That ticking you hear in the Warehouse District is a clock inside Target Field counting down to the 2013 trade deadline; teams have until 4 p.m. Wednesday to make their final moves. Currently 11 games out of the division lead, the Minnesota Twins are already putting up their 2014 calendars. They have a trio of big decisions to make.
Value: Perkins blossomed from a middling starter to an overpowering closer, converting on 23 of 25 save opportunities this year. When his 95-plus-mph fastball isn’t whizzing past hitters, it’s jamming inside, handcuffing them.

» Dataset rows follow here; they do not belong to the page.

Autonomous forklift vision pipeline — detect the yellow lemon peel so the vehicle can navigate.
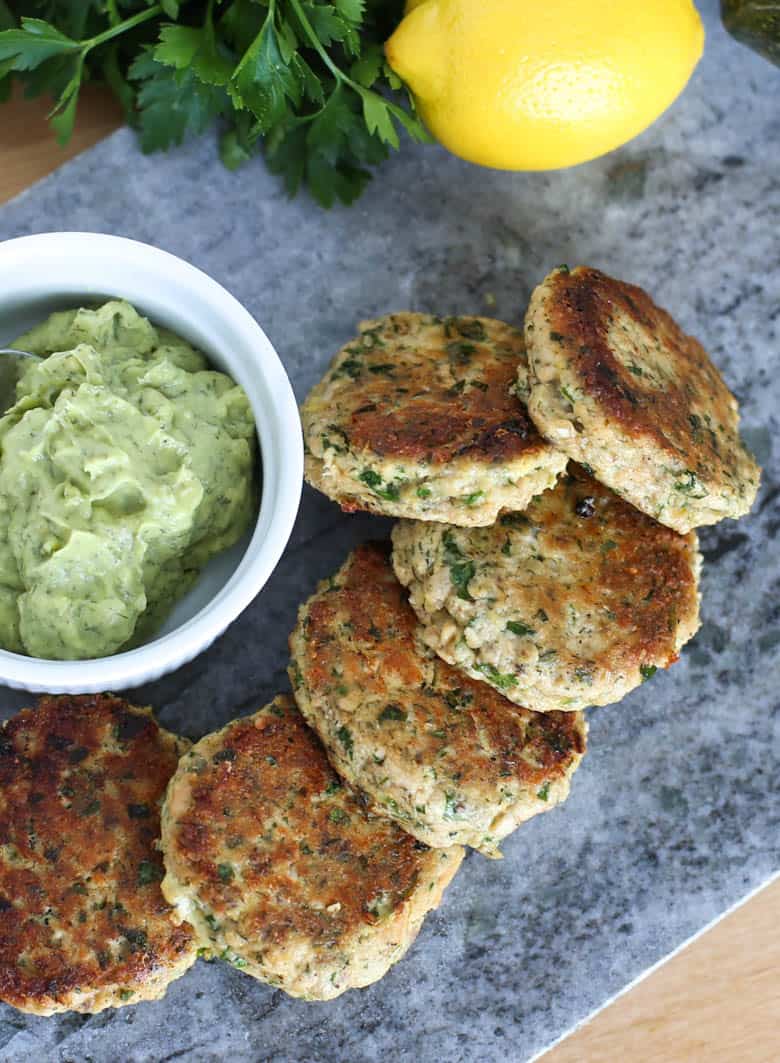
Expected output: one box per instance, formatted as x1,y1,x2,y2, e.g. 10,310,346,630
385,0,705,170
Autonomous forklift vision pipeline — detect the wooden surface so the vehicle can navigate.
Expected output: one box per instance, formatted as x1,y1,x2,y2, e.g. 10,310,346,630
1,86,778,1063
0,85,122,206
544,879,780,1063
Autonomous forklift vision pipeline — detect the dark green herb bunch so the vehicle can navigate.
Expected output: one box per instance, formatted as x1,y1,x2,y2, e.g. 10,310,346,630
0,1,427,205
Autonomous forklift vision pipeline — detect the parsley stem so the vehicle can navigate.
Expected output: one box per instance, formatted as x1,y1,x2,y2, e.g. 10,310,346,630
287,0,388,128
83,4,163,54
287,0,353,89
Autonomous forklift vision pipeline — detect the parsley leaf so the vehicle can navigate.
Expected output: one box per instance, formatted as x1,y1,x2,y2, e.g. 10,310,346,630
362,87,399,148
154,25,235,90
336,724,353,758
336,0,366,20
217,862,235,883
0,19,79,70
379,703,406,722
137,860,163,886
358,467,401,501
232,13,301,130
302,2,358,52
130,51,230,153
475,662,518,690
0,0,422,206
350,41,383,87
442,530,475,601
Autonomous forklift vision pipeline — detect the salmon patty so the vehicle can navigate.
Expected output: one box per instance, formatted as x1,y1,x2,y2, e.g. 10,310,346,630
160,694,463,1000
302,313,566,525
289,544,586,857
524,265,760,532
0,694,197,1015
392,466,702,713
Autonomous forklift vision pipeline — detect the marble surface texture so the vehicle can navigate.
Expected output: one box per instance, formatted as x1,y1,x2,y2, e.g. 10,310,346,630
0,2,778,1060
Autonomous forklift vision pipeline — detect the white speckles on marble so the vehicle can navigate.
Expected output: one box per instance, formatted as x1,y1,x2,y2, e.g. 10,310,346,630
0,2,779,1060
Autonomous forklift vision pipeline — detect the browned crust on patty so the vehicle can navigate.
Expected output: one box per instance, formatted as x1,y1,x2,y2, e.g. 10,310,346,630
165,697,437,944
290,543,586,852
524,267,760,531
0,694,196,1015
302,313,568,525
535,267,740,456
161,695,462,997
391,465,702,713
332,315,548,465
516,465,700,666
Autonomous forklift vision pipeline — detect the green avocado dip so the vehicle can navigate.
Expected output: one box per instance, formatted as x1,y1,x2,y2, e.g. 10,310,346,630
0,300,257,660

Verdict: There’s a psychological boost of having a shutdown hurler to turn out the stadium lights every night, but that doesn’t matter if you’re always behind. That said, the Twins will likely keep Perkins, a popular St. Paul native who just made his first All Star team.
Value: Not to kick a man when he’s down, but, well, he’s already at foot level. As of a few weeks ago, Willingham had only hit 10 home runs this year, well off the pace of the career-high 35 he popped last season. Earlier this month he went down with a knee injury, apparently his own fault after an ill-advised steal attempt and awkward slide.
Verdict: The Twins might want to move Willingham, 34, but his return value is questionable. Power hitters who aren’t on the Drug Cocktail of the Month Club drop off quick in their mid-30s. A liability in the outfield, Willingham and his modest $7 million salary could still add valuable power at the plate in 2014, while commanding little in terms of trade returns.
Value: Once considered a cornerstone of the franchise, Morneau now seems destined for a fourth straight year with fewer than 20 home runs. At least he’s batting a respectable .273, and more than a few playoff-bound teams might want a competent first baseman for their pennant runs.
Verdict: This looks like the end. A team desperate for postseason success (what’s the area code in Pittsburgh?) might give the Twins something worthwhile, perhaps a much-needed pitching prospect. Working in Morneau’s favor is his friendship with the wonderful Joe Mauer. Against it? The team-owning Pohlad family has a small, $255 million disagreement with the IRS, and maybe aren’t in the mood to re-sign Morneau, who’s making $15 million in this, the final year of his contract.